These Darker Tides, by Pixel Drip Games brings you into the claustrophobic terror of an undersea station, where you are employed to monitor five cameras, watching for shark attacks on company pipes. This sinister job simulator is set in a world with excellent sound and photorealistic graphics, where the horror and frantic action is realistic, as well as uniquely unsettling.
You appear in front of a terminal in a grimly sufficient room that is clearly deep underwater. The company message appears with a tinny fanfare and day one begins. You fire flares or soundwaves from the cameras and try the paper toss game, then the camera alarm sounds as chaos slowly begins.
And it is eerily convincing. The greyscale fish and unidentifiable dark blobs on the submerged cameras are the most instantly striking thing about the game. I at least, have never seen such realistic underwater footage in a game before. The cubicle is dark and utilitarian – a steel toilet and necessary-looking escape hatch take care of that; only the screen and camera ports are worth looking at. And so you look. The flares, (which fire without any sound, a nice touch I thought), illuminate the murky water as they slowly go out, showing for an instant the creature chewing your precious pipe. Time has been taken to add minute details to complete the illusion: the calendar on the wall of the cubicle, the floating marine debris. Only a few rapidly turning fish and hollow character parts can be faulted.
A lot of effort has also been made to design the sounds inside the underwater station. The bumps and scrapes and growling of monsters are the obvious ones, but also the satisfying camera-fix noise, the sound of ghosts and the authentic-feeling alarms. The murmur of water trickling into your station is unsettling, and will stay with me.
The gameplay is odd at first, cycling between views of the sea floor and repairing cameras. It does add to a (completely justified) sense of foreboding, when you doubt that this is all you are “employed” to do. But it does motivate you to protect the station and push through any amount of abominations and madness to get that “employee of the day” award. You find yourself rationalising thoughts like; “I should fire flares through all the broken cameras before I deal with the monster in the airlock”.

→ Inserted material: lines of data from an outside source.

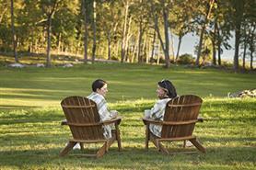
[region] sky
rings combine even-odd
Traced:
[[[173,36],[174,38],[174,53],[176,55],[177,53],[177,49],[178,49],[178,43],[179,43],[179,38],[178,36]],[[180,55],[184,54],[184,53],[189,53],[196,57],[196,54],[194,53],[194,46],[198,44],[199,41],[199,36],[193,36],[192,34],[187,34],[182,38],[181,45],[180,45]],[[224,51],[221,54],[222,59],[225,61],[233,61],[234,57],[234,46],[235,46],[235,39],[231,38],[229,40],[229,44],[231,45],[230,50],[226,50],[224,48]],[[240,52],[240,51],[239,51]],[[217,57],[217,56],[216,56]]]

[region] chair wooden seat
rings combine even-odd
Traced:
[[[163,146],[162,142],[190,141],[199,151],[205,153],[205,148],[192,135],[195,123],[203,122],[198,118],[203,100],[192,95],[177,96],[167,103],[164,119],[154,120],[143,119],[145,125],[145,149],[148,149],[148,142],[151,141],[158,151],[169,154],[170,153]],[[155,136],[149,130],[149,125],[161,125],[161,137]]]
[[[81,149],[83,149],[83,143],[103,143],[96,154],[85,154],[86,156],[103,156],[115,141],[117,141],[118,149],[121,151],[119,130],[121,117],[100,121],[96,103],[83,96],[68,96],[61,102],[61,105],[66,118],[61,124],[69,126],[73,138],[61,151],[60,156],[66,155],[77,142],[80,143]],[[112,130],[111,139],[105,139],[103,126],[111,124],[115,126],[115,130]]]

Puzzles must be solved to do many of the game actions, and all station repairs. They are press-button-exactly-now puzzles with a mechanical feel, like pressing space when a dial is in a certain spot or when a moving box is inside another moving box. These are given weight by the panic-inducing situation in the submerged cubicle and the fact that your life often depends on them. I am, unfortunately, terrible at them and avoided them when I could. You can see through a broken camera, sort of, but more urgent issues could not be dodged. They do feel like ‘work’, in keeping with the job mechanic, and are satisfying to complete.
More obvious signposting of puzzle solutions would have been appreciated, by me at least. A certain camera had to be aimed at ghosts and triggered after a “lock-on” noise had sounded. This was not made clear to me, and I died as I lived, confusedly looking for ghosts, many many times.
The controls are simple, though not always easy. I would have liked a quick one-button way to stop repairing a camera and get back to the terminal. Some of the red lights and sirens were ambiguous and did not indicate what was going wrong. As mentioned earlier, some explicit direction would have saved me the concentrated frustration I had with some parts of this game.
Though many were reported, I did not see any bugs, other than some puzzle sound effects chiming after the puzzle had been exited. Pixel Drip Games are actively responding to players, patching the camera-repair puzzles difficulty level, one annoying alarm, and the reported bugs.
The reason this eight-hour game works so well, I think, is psychological. There are jump scares but the game is not based around them; the job you are doing drives you forward and you notice non-critical things in passing like, “that fish had hands”. The creatures shaking the cameras and ramming the station become normal and as the heavily foreshadowed but unspecified horror appears, you finish your shift, and feel proud that you protected the company pipes.
These Darker Tides sets a uniquely threatening underwater atmosphere, and then makes good on those threats. While both a great horror title and a great time management job simulator, it is unlike anything in either genre. In-game puzzles can be frustrating, but that feeling of doom and submersion really is something special and should be experienced by all.
Game information
Our Verdict:
A brilliantly executed horror/job simulator that knows how to build atmosphere, [I]These Darker Tides[/i] is constantly surprising, and leads to outstanding game endings. The timing puzzles can be obtuse but do not spoil the experience.
The Good:
- Unique game premise executed excellently
- Great visuals
- Frighteningly good sound design
- Threatening atmosphere integrated into the plot
- Multiple unlockable game endings
- Jump scares and unpredictable game events
The Bad:
- Unclear puzzle solutions
- Some ambiguous alarms
- Moderately short
GAME INFO
These Darker Tides is an adventure game by Pixel Drip Games released in 2025 for PC. It has a Photographic style, presented in Full 3D and is played in a First-Person perspective.